A repetitive clicking noise from behind the center area of the dash panel is usually caused by a broken stepper motor actuating arm. The actuating arm controls the direction of air flow in the climate control system. Disassembly of the center console will be required to access and change the broken arm with the updated, reinforced part.
Mercedes-Benz C320 Problem Reports
Most Reported Mercedes-Benz C320 Problem Reports
A dead battery can be caused by a faulty seat control module that does not properly shut down. Spilling liquids on the front seats can cause these modules to fail.
The engine may develop a stalling and/or no start condition due to a failed crankshaft position sensor.
Inside grab handles, the upholstery on the center console cover, and door trim panels can delaminate. Most commonly replacement of the affected part is necessary.
The electrical connector at the automatic transmission may leak fluid.

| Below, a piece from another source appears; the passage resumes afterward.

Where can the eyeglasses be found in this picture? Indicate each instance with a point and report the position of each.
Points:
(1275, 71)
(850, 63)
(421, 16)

Over time leaking fluid could migrate through the wiring harness and damage the transmission control module. If that happens a new harness and control module may be necessary to correct the problem.
Irregular and premature tire wear can be caused by the front thrust link bushings cracking and causing excessive movement in the suspension. The thrust link bushings are fluid-filled (to help reduce vibration), so if they crack, they will leak oil.
The CD changer may suffer from an internal mechanical problem. Replacement of the faulty unit is generally required to correct this issue.
The sway bar end link joints may wear and cause a knocking noise over bumps. Loose or warn links should be replaced to correct this type of noise.
The SRS (airbag) light can come on if liquids are spilled into the seat belt buckles, or if the liquid pools underneath the seat and gets into the electrical connector for the seat belt pretensioner. Damaged components will require replacement to restore proper airbag operation.
Due to the size and material used on the brakes of these vehicles, the brakes may start to squeak around the 50 percent wear point. The brake rotor surfaces become uneven, causing a lip to form at the outer edge of the rotor. Because of this, the rotors are usually replaced when the pads are worn (pad life varies depending on driving style and terrain).
An engine oil leak may develop from the oil level sensor. Replacement of the leaking sensor will commonly correct this concern.
The ESP and BAS warning lights may illuminate due to a failed brake light switch. Replacement of the failed switch should correct this concern.
An engine Oil leak may develop from the PCV vent housing on the valve cover and/or the inspection plate on the front of the engine.
The rubber bond in the harmonic balancer can decay, which causes the balancer to move and work its way toward the timing cover. If the balancer comes into contact with the timing cover while the engine is running, it will fracture and damage the cover and potentially other surrounding parts. The harmonic balancer should be inspected at every service.